Where? I think RFC 3629 still claims that the six byte limit per codepoint does not exist, in section 10:

   Another security issue occurs when encoding to UTF-8: the ISO/IEC
   10646 description of UTF-8 allows encoding character numbers up to
   U+7FFFFFFF, yielding sequences of up to 6 bytes.  There is therefore
   a risk of buffer overflow if the range of character numbers is not
   explicitly limited to U+10FFFF or if buffer sizing doesn't take into
   account the possibility of 5- and 6-byte sequences.
Comment 10 Andreas Schwab 2020-06-07 06:17:48 UTC
How does that disagree with what I wrote?
Comment 11 Florian Weimer 2020-06-30 13:05:56 UTC
(In reply to Andreas Schwab from comment #7)
> RFC 2044 defines UTF-8 as a 1-6 octet encoding, referencing ISO/IEC
> 10646-1:1993 as the source.  This was eventually updated by RFC 3629, which
> introduced the U+10FFFF limit, but citing ISO/IEC 10646-1:2000 as without
> that limit.

This is very misleading. I have a copy of ISO/IEC 10646-1 : 2000(E), bought directly from ISO, and Annex D (which is normative) still specifies 7FFF FFFF as the maximum UCS-4 value.

If UTF-8 is restricted to 17 planes in ISO 10646, this restriction has been introduced in a later version of the standard.

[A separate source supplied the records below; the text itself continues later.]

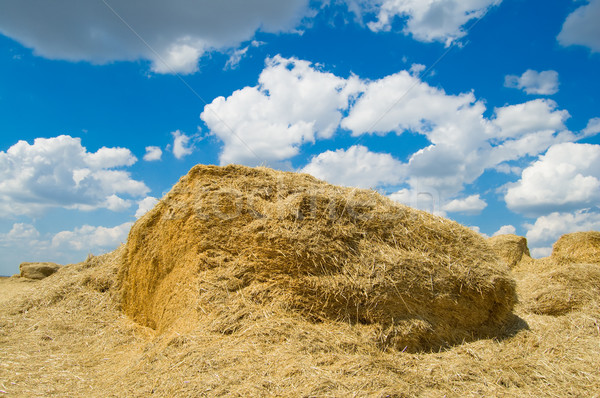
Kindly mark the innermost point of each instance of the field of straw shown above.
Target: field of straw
(251, 282)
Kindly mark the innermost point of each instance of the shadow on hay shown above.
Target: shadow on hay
(227, 243)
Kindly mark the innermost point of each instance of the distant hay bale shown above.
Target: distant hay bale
(567, 280)
(512, 249)
(560, 289)
(578, 247)
(231, 244)
(37, 270)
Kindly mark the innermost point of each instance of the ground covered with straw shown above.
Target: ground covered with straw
(75, 334)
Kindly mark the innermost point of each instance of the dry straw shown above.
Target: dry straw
(512, 249)
(567, 280)
(228, 243)
(67, 336)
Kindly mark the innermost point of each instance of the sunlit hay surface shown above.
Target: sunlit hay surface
(65, 336)
(232, 247)
(567, 280)
(511, 249)
(578, 247)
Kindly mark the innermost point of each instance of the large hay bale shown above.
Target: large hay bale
(230, 244)
(578, 247)
(37, 270)
(512, 249)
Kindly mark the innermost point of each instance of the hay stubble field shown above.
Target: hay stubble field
(323, 309)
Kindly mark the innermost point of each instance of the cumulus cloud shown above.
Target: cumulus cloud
(548, 228)
(182, 145)
(581, 27)
(297, 103)
(566, 178)
(357, 167)
(172, 35)
(464, 143)
(533, 116)
(91, 238)
(470, 205)
(20, 232)
(60, 172)
(153, 153)
(294, 103)
(427, 21)
(533, 82)
(420, 197)
(592, 128)
(145, 205)
(505, 229)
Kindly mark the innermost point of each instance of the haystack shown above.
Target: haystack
(566, 281)
(512, 249)
(578, 247)
(231, 245)
(37, 270)
(559, 289)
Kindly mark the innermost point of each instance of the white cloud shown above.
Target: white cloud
(181, 145)
(108, 158)
(19, 232)
(153, 153)
(566, 178)
(464, 143)
(533, 82)
(548, 228)
(60, 172)
(592, 128)
(115, 203)
(89, 238)
(420, 197)
(235, 58)
(582, 28)
(175, 33)
(357, 167)
(538, 115)
(505, 229)
(294, 103)
(539, 252)
(297, 103)
(470, 205)
(430, 20)
(145, 205)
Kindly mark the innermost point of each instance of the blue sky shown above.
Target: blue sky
(483, 111)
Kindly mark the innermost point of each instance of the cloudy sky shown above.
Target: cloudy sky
(483, 111)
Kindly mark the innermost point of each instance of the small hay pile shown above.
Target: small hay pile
(230, 247)
(578, 247)
(567, 280)
(512, 249)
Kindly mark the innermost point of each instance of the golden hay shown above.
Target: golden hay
(566, 281)
(232, 247)
(558, 289)
(512, 249)
(578, 247)
(64, 336)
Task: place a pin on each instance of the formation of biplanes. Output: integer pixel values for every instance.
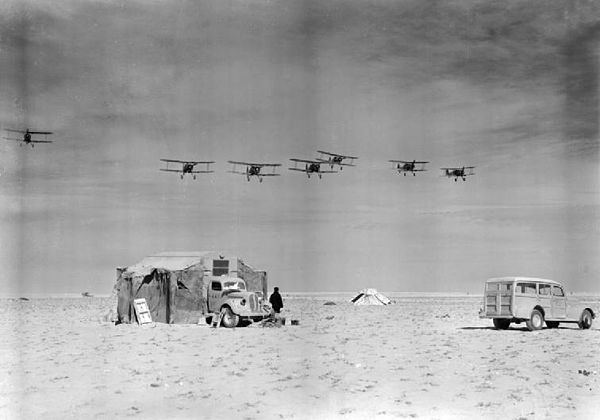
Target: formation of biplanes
(330, 161)
(314, 166)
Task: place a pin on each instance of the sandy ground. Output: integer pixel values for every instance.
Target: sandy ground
(420, 358)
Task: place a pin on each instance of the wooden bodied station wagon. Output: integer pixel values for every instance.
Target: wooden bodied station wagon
(533, 301)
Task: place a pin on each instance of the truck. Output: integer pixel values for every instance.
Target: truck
(228, 296)
(534, 301)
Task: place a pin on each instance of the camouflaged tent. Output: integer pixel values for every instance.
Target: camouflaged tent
(174, 284)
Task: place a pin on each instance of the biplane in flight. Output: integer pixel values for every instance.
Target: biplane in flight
(27, 139)
(310, 167)
(253, 169)
(403, 166)
(334, 159)
(187, 167)
(462, 172)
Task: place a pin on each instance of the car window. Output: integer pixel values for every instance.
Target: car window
(505, 287)
(527, 288)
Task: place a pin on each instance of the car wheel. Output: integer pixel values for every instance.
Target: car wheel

I don't think this matters because RFC 3629 is a publicly accessible standard, so I think this is what we should follow anyway.
Comment 12 Andreas Schwab 2020-06-30 13:18:20 UTC
> This is very misleading. I have a copy of ISO/IEC 10646-1 : 2000(E), bought
> directly from ISO, and Annex D (which is normative) still specifies 7FFF
> FFFF as the maximum UCS-4 value.

In which way does that differ from what I wrote?
Comment 13 jsm-csl@polyomino.org.uk 2020-06-30 14:56:37 UTC
The limit was in ISO 10646 in the 2011 edition but not in the 2003 
edition.  
https://sourceware.org/legacy-ml/libc-alpha/2012-09/msg00112.html has my 
notes on a previous investigation of when the limit was introduced.